Frequently Asked Questions
How big is the Florentine Diamond?
The Florentine is most often cited at approximately 137.27 metric carats, with a briolette or double-rose cut bearing roughly 126 to 128 facets. Earlier sources, written before the standardization of the metric carat in 1907, sometimes give slightly different weights depending on whether old French or Florentine carats were used.
What color is the Florentine Diamond?
It is a fancy yellow diamond, with several nineteenth-century accounts describing a faint greenish overtone in daylight.
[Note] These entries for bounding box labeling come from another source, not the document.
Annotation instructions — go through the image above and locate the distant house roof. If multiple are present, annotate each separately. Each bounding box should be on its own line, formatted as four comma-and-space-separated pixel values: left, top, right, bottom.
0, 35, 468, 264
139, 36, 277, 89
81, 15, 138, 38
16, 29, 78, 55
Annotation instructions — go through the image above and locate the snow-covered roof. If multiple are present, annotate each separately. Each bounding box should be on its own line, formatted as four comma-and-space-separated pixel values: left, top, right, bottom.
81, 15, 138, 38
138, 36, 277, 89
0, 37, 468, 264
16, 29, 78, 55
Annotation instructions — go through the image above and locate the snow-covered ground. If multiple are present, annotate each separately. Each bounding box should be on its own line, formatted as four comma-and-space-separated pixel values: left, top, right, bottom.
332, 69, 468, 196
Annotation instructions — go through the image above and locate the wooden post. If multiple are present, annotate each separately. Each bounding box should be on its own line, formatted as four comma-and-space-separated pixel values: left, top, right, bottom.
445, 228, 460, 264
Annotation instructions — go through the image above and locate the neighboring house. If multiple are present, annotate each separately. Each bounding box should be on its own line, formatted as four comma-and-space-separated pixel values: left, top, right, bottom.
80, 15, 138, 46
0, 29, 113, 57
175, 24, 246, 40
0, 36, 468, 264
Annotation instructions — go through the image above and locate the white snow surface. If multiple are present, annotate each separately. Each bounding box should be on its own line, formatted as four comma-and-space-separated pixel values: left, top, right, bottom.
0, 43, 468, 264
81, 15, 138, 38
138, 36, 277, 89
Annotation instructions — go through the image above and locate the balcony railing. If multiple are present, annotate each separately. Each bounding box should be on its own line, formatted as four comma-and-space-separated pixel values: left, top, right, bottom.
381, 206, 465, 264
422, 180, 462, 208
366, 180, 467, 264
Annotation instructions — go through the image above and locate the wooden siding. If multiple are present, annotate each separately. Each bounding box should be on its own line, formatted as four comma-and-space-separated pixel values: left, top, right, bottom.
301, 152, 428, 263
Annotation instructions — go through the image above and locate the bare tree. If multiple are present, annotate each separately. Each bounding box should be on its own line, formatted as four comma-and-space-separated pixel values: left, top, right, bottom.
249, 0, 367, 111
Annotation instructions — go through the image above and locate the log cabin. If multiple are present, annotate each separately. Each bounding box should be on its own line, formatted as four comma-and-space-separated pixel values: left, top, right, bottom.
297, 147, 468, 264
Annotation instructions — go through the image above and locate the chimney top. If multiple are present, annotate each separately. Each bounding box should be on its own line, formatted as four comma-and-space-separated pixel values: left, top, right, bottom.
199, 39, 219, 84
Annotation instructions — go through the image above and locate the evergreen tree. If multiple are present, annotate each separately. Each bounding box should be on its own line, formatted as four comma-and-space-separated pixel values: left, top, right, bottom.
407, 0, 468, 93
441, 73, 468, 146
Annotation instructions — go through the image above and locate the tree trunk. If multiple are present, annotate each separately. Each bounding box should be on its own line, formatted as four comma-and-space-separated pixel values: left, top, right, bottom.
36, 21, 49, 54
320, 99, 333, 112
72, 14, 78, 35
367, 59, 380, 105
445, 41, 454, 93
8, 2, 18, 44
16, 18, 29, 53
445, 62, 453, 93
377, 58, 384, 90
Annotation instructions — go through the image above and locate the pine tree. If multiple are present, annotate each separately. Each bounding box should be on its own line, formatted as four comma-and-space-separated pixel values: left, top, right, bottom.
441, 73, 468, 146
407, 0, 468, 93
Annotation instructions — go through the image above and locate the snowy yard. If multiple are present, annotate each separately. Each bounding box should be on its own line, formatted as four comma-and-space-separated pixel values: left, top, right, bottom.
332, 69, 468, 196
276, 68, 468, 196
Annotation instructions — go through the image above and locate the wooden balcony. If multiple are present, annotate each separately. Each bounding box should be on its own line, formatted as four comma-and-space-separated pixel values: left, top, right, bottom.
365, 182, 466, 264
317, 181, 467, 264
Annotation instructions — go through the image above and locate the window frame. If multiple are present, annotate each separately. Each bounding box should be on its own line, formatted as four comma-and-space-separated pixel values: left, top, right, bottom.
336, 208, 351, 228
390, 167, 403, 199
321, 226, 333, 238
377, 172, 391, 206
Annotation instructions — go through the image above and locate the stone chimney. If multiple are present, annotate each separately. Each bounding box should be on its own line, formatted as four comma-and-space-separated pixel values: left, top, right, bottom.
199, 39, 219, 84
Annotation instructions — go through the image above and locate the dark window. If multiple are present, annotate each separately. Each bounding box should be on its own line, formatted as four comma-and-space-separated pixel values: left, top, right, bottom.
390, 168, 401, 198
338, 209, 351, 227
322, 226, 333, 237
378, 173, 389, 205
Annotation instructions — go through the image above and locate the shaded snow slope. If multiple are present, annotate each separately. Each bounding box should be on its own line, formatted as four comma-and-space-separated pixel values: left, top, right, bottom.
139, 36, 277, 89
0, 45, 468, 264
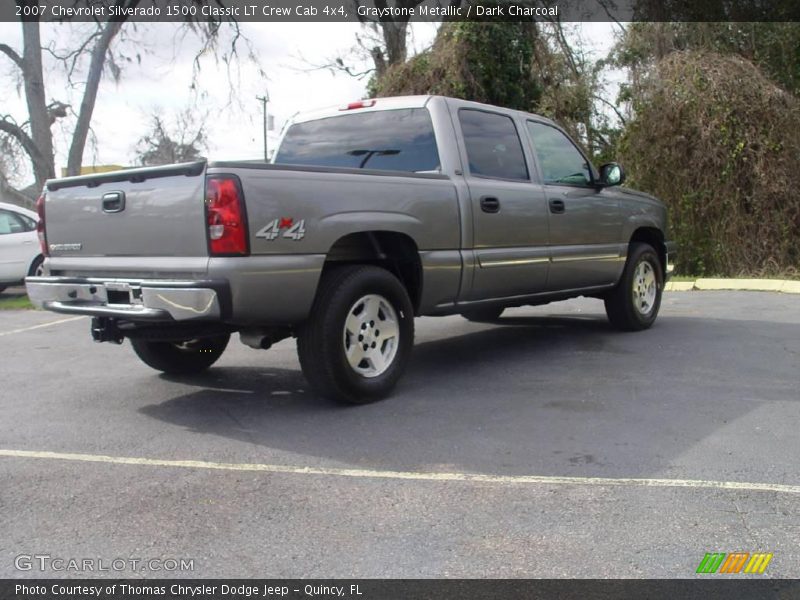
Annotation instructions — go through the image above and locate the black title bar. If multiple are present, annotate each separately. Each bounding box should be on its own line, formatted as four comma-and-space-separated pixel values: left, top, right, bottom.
0, 0, 800, 23
0, 578, 800, 600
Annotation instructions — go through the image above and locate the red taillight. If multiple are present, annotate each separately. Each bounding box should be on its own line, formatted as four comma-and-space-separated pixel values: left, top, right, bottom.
339, 100, 375, 110
206, 176, 249, 256
36, 193, 50, 256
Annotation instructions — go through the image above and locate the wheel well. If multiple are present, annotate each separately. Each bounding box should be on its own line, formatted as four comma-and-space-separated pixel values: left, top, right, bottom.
631, 227, 667, 276
323, 231, 422, 312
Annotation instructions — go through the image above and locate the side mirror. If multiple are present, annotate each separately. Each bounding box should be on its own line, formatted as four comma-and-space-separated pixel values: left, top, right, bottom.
600, 163, 625, 187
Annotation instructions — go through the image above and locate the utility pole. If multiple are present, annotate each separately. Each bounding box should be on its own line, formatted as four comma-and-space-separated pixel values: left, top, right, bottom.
256, 90, 269, 162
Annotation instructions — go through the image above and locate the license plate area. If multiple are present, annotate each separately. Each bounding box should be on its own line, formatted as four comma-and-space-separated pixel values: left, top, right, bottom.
105, 281, 142, 306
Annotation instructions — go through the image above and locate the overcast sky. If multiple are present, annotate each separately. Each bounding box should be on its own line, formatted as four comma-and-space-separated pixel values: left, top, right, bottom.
0, 23, 613, 185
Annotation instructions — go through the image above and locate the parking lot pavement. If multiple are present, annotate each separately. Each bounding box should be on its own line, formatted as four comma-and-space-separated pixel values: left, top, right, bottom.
0, 292, 800, 577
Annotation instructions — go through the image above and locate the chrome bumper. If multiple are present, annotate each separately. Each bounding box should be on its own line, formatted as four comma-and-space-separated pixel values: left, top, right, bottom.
25, 277, 224, 321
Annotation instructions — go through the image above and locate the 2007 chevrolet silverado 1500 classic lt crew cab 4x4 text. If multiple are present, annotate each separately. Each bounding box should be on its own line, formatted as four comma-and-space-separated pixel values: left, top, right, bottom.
27, 96, 673, 403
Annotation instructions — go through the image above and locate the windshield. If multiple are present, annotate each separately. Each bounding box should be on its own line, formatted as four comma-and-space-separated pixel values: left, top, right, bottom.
275, 108, 439, 172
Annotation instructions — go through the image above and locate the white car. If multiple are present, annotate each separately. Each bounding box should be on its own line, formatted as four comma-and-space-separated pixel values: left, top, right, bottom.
0, 202, 44, 292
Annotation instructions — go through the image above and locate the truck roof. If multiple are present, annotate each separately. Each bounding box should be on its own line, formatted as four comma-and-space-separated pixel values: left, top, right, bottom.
289, 94, 553, 123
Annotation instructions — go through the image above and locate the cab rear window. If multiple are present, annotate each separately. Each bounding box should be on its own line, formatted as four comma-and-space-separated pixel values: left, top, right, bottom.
275, 108, 440, 172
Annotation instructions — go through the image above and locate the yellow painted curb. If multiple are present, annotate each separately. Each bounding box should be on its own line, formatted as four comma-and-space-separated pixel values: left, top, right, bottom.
664, 281, 694, 292
664, 278, 800, 294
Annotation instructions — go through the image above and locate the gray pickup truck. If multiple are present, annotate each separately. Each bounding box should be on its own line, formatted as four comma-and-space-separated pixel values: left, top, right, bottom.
26, 96, 673, 403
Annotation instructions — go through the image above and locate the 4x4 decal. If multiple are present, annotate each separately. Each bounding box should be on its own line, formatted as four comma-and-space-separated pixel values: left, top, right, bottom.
256, 217, 306, 241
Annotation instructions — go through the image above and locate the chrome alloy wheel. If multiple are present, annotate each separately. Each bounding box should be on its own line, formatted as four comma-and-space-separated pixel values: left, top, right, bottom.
343, 294, 400, 377
631, 260, 658, 317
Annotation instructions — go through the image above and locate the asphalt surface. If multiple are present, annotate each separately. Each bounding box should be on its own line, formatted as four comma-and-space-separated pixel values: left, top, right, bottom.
0, 292, 800, 578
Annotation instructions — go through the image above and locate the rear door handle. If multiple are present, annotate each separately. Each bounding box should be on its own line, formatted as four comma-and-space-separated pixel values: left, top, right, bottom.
103, 192, 125, 212
481, 196, 500, 213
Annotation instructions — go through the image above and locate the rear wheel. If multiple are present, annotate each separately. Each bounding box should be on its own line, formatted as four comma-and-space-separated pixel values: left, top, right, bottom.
131, 334, 231, 375
297, 265, 414, 404
461, 307, 505, 323
605, 243, 664, 331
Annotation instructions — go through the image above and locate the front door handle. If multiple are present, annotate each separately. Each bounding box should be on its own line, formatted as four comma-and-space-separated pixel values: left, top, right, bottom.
550, 200, 566, 215
481, 196, 500, 213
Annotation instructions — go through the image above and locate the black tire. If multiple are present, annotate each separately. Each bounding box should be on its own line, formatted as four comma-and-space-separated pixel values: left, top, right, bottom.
28, 255, 44, 275
131, 333, 231, 375
605, 242, 664, 331
461, 306, 505, 323
297, 265, 414, 404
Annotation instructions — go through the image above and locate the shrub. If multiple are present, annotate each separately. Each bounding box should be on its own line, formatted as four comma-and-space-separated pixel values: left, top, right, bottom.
620, 51, 800, 276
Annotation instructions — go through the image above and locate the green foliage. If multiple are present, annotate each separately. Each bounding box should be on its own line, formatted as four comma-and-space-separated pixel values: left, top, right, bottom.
614, 22, 800, 95
368, 21, 619, 160
620, 52, 800, 276
369, 22, 542, 110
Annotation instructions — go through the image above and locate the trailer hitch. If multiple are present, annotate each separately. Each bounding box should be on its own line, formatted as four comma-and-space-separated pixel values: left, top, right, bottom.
92, 317, 125, 344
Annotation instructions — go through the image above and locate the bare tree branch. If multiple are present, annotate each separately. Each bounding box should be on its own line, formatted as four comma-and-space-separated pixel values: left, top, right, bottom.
0, 115, 44, 169
0, 44, 24, 70
67, 0, 139, 175
592, 94, 627, 127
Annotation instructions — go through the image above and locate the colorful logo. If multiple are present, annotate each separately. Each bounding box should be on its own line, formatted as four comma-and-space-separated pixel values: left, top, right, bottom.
695, 552, 772, 573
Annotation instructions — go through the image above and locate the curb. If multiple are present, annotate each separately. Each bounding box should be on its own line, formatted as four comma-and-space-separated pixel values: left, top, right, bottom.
664, 279, 800, 294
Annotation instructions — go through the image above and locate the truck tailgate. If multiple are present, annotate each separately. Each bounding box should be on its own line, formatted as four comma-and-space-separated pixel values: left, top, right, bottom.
45, 162, 208, 258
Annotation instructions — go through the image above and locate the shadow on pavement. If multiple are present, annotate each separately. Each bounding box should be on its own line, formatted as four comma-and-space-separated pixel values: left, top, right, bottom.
141, 317, 800, 476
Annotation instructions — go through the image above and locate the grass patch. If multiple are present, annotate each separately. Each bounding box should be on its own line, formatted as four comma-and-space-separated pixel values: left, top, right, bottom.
0, 296, 33, 310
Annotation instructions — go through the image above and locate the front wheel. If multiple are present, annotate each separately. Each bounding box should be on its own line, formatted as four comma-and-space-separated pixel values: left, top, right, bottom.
297, 265, 414, 404
605, 243, 664, 331
131, 333, 231, 375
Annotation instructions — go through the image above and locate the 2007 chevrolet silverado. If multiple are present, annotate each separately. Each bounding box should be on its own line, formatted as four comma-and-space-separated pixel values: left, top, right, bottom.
27, 96, 673, 403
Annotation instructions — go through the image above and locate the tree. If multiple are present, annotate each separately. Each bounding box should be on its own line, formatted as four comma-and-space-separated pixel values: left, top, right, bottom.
369, 21, 612, 154
0, 0, 253, 188
136, 109, 207, 167
316, 0, 463, 85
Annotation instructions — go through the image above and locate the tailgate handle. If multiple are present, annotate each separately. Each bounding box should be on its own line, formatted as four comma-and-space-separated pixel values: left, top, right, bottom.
103, 192, 125, 212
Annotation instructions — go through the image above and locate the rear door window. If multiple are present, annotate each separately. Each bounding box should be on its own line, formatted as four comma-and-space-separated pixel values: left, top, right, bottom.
458, 108, 528, 180
275, 108, 440, 172
528, 121, 592, 186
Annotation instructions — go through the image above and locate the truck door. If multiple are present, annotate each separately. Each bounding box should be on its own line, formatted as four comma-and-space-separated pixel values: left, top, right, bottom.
526, 120, 627, 291
457, 108, 550, 300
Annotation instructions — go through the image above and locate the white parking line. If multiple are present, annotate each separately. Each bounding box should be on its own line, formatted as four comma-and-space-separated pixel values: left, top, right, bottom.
0, 449, 800, 494
0, 317, 85, 337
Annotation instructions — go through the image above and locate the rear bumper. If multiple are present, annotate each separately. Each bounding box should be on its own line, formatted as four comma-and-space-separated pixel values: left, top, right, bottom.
25, 277, 225, 321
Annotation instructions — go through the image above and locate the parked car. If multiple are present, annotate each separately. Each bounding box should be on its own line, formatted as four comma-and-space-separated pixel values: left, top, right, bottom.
27, 96, 674, 403
0, 202, 44, 292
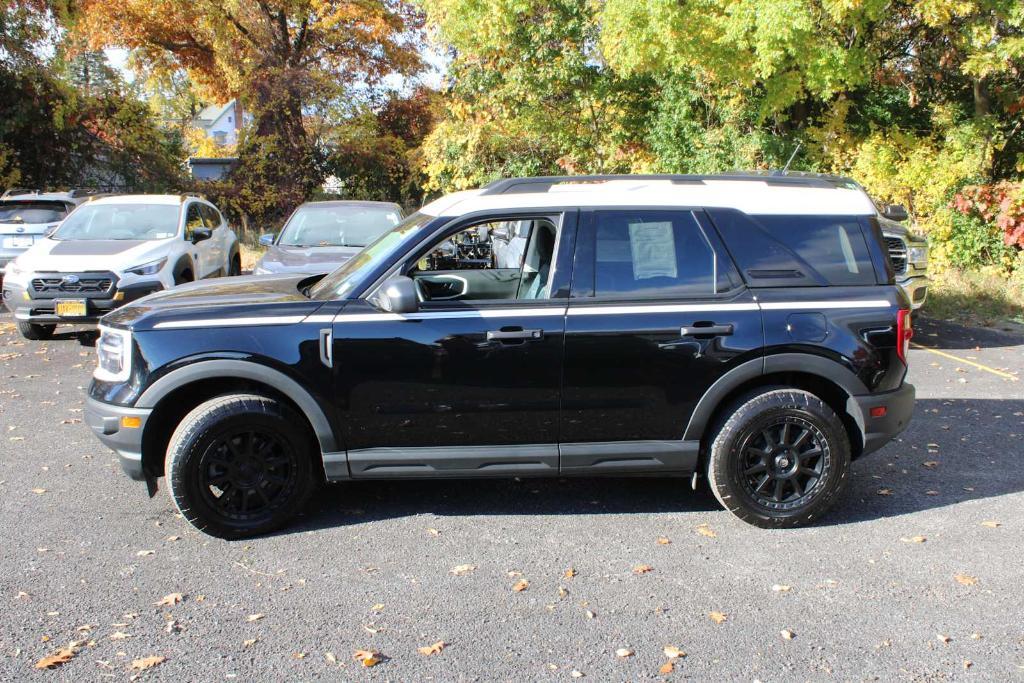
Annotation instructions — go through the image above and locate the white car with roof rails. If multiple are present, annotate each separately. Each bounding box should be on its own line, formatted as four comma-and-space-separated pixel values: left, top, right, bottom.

Modern gemological vocabulary would likely class it as fancy yellow with possible green secondary hue, although no current Gemological Institute of America report exists for the stone itself.
Did Charles the Bold really wear the Florentine at Nancy?
The story comes from Tavernier’s 1676 account and was widely repeated in nineteenth-century gem literature. Burgundian inventories from the 1470s do not name the stone unambiguously, so the battlefield tradition is plausible but not independently confirmed by primary archival evidence.
Who owned the diamond after the Medici?
The Habsburg-Lorraine dynasty acquired the stone in 1743, when Francis Stephen of Lorraine, husband of Maria Theresa, inherited the Tuscan grand-ducal jewels. It remained with the Habsburg crown jewels until the imperial family’s exile in 1918-1921.
When was the diamond last seen in public?
The last secure public display was at the Imperial Treasury in Vienna before November 1918. After Karl I’s renunciation and the family’s flight, the stone enters a private and largely undocumented phase from which it has not re-emerged.
What is the Quebec theory?
The Quebec theory holds that a Habsburg retainer carried the diamond to Canada in the 1920s for safekeeping, possibly through Habsburg-friendly clergy or expatriate networks. It rests on circumstantial testimony rather than physical evidence and remains unverified.
Could the Florentine have been recut?
Yes, this is one of the leading hypotheses. The 1920s and 1930s diamond markets absorbed many large historic stones that were divided into modern brilliants. If the Florentine was recut, the original 137-carat stone no longer exists as a single object, and identification of its fragments would require detailed inclusion mapping no longer available.
Is the Florentine the same as the Tuscany Diamond?
Yes, the stone is sometimes called the Tuscany Diamond, the Grand Duke of Tuscany Diamond, or the Austrian Yellow in different sources. All four names refer to the same gem. The variation reflects which owner-dynasty a given author chose to emphasize.